Klapanunggal or Kelapanunggal is a town and an administrative district (Indonesian: Kecamatan) in the Bogor Regency, West Java, Indonesia. The town is located 50 km to the southeast of Jakarta. The district is part of the Greater Jakarta metropolitan area, and covers a land area of 104.78 km^{2}. It had a population of 95,025 at the 2010 Census and 127,561 at the 2020 Census; the official estimate as at mid 2024 was 140,093 (comprising 71,434 males and 68,659 females). The district centre is at the town of Kembang Kuning, and the district is sub-divided into nine villages (desa), all sharing the postcode of 16710, as listed below with their areas and populations as at mid 2024.

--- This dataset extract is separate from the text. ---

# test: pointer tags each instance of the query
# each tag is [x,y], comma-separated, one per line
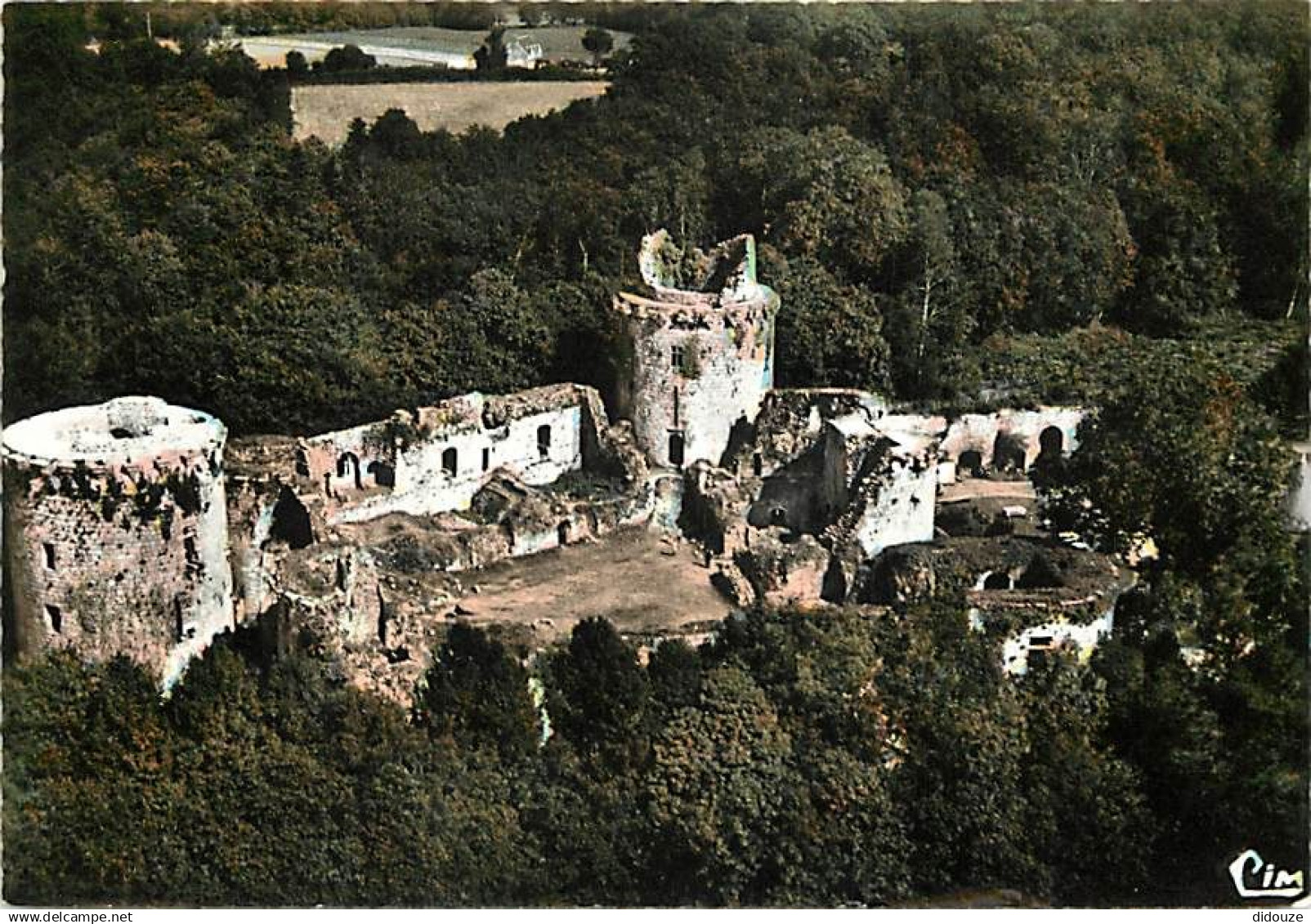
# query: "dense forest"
[1059,202]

| Kode Wilayah | Name of kelurahan or desa | Area in km^{2} | Population mid 2024 estimate |
|---|---|---|---|
| 32.01.32.2008 | Leuwikaret | 26.51 | 8,381 |
| 32.01.32.2004 | Lulut | 22.71 | 17,997 |
| 32.01.32.2007 | Bantarjati | 3.67 | 9,367 |
| 32.01.32.2003 | Nambo | 10.43 | 11,841 |
| 32.01.32.2006 | Kembang Kuning | 5.46 | 17,837 |
| 32.01.32.2001 | Klapanunggal (town) | 9.85 | 28,114 |
| 32.01.32.2009 | Ligarmukti | 12.09 | 3,941 |
| 32.01.32.2002 | Bojong | 8.21 | 16,463 |
| 32.01.32.2005 | Cikahuripan | 5.85 | 26,152 |
| 32.01.32 | Totals | 104.78 | 140,093 |

The district is home to an industrial area that is part of a larger industrial site that also covers various districts in the same regency, including Gunung Putri and Cileungsi.

Because of the industrial area, Klapanunggal is also home to a stable balanced population between local factory/industrial workers, and commuters to the Greater Jakarta area. As a result, from having a rather large number of commuters, the town has Nambo station as a station that connects the town with the local commuter rail, KRL Jabodetabek.

== History ==
Klapanunggal District was established on 15 June 2001 from what was formerly the southern part of Cileungsi district.